What This Guide Covers#
Quick Start#
Store and search data in Elasticsearch in 5 minutes. See it working before diving into concepts.
Concepts#
Not just “use it this way”, but explaining why it works this way.
| Topic | What You’ll Learn |
|---|---|
| Core Components | Roles and relationships of Cluster, Node, Index, Document, Shard |
| Data Modeling | Mapping, Field Type, Analyzer design |
| Query DSL | Writing search queries with Match, Term, Bool |
| Search Relevance | Improving search quality with Score, BM25, Boosting |
| Aggregations | Data analysis with Bucket and Metric aggregations |
| Indexing Strategy | Bulk indexing, Refresh, ILM settings |
| Cluster Management | Node configuration, shard allocation, status monitoring |
| Performance Tuning | Query optimization, caching, JVM settings |
| High Availability | Replica, Snapshot, failure response |
Hands-on Examples#
Executable example code based on Spring Boot.

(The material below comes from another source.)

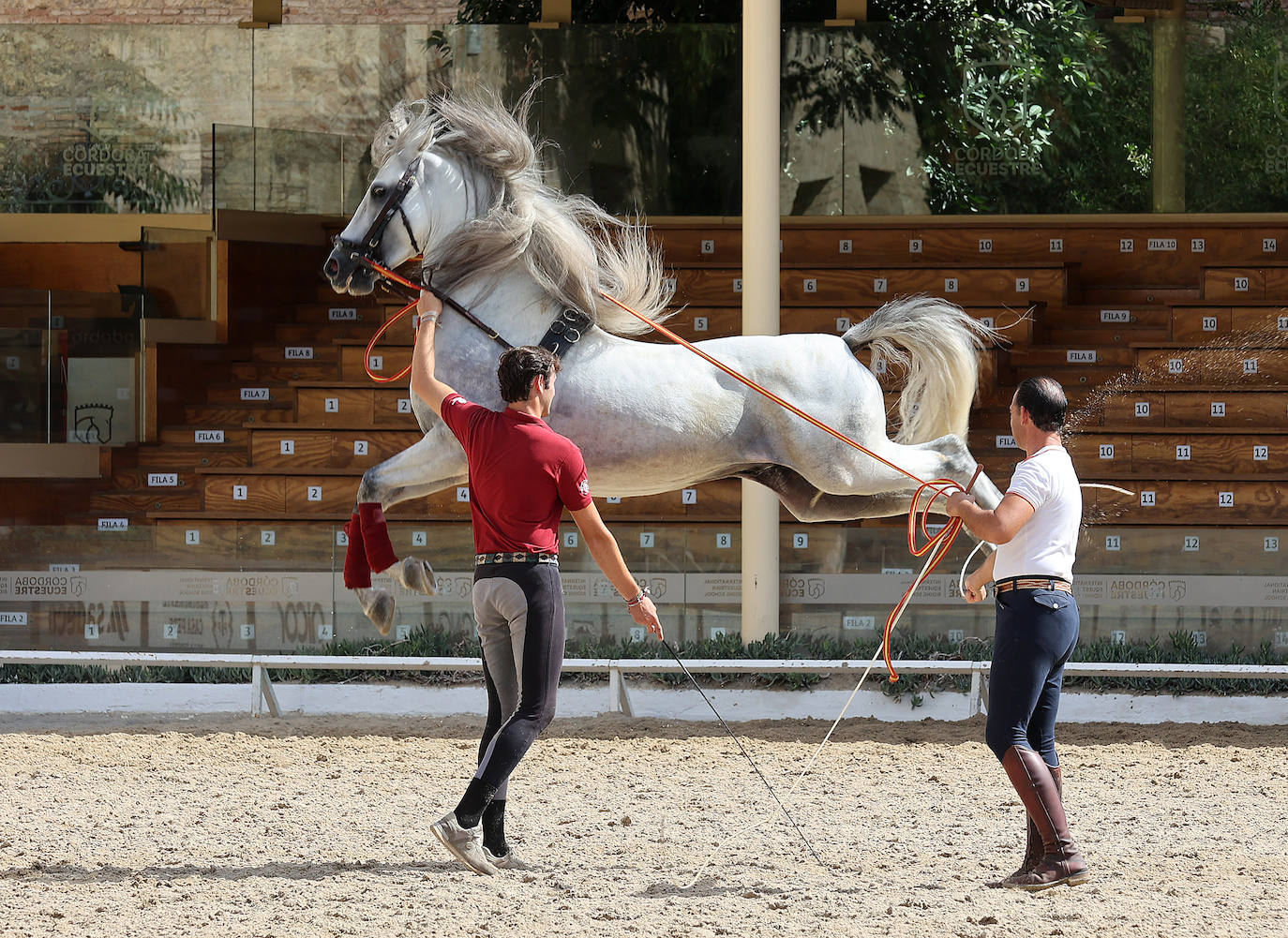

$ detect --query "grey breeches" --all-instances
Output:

- Environment Setup - Docker Elasticsearch + Kibana configuration
- Basic Examples - Document CRUD and basic search implementation
- Product Search System - Korean search, autocomplete, filtering implementation
Appendix#
- Glossary - Quick reference for Elasticsearch terms
- FAQ - Frequently asked questions
- References - Official docs and additional learning resources
Prerequisites#
- Required: REST API basics, JSON format understanding
- Helpful: Java/Spring Boot experience, RDB usage experience
Suggested Learning Path#
If you're new: Quick Start → Core Components → Data Modeling → Basic Examples
Search implementation: Query DSL → Search Relevance → Product Search System
Data analysis: Aggregations → Indexing Strategy
Operations prep: Cluster Management → Performance Tuning → High AvailabilityEach document can be read independently, but if you’re new, we recommend the order above.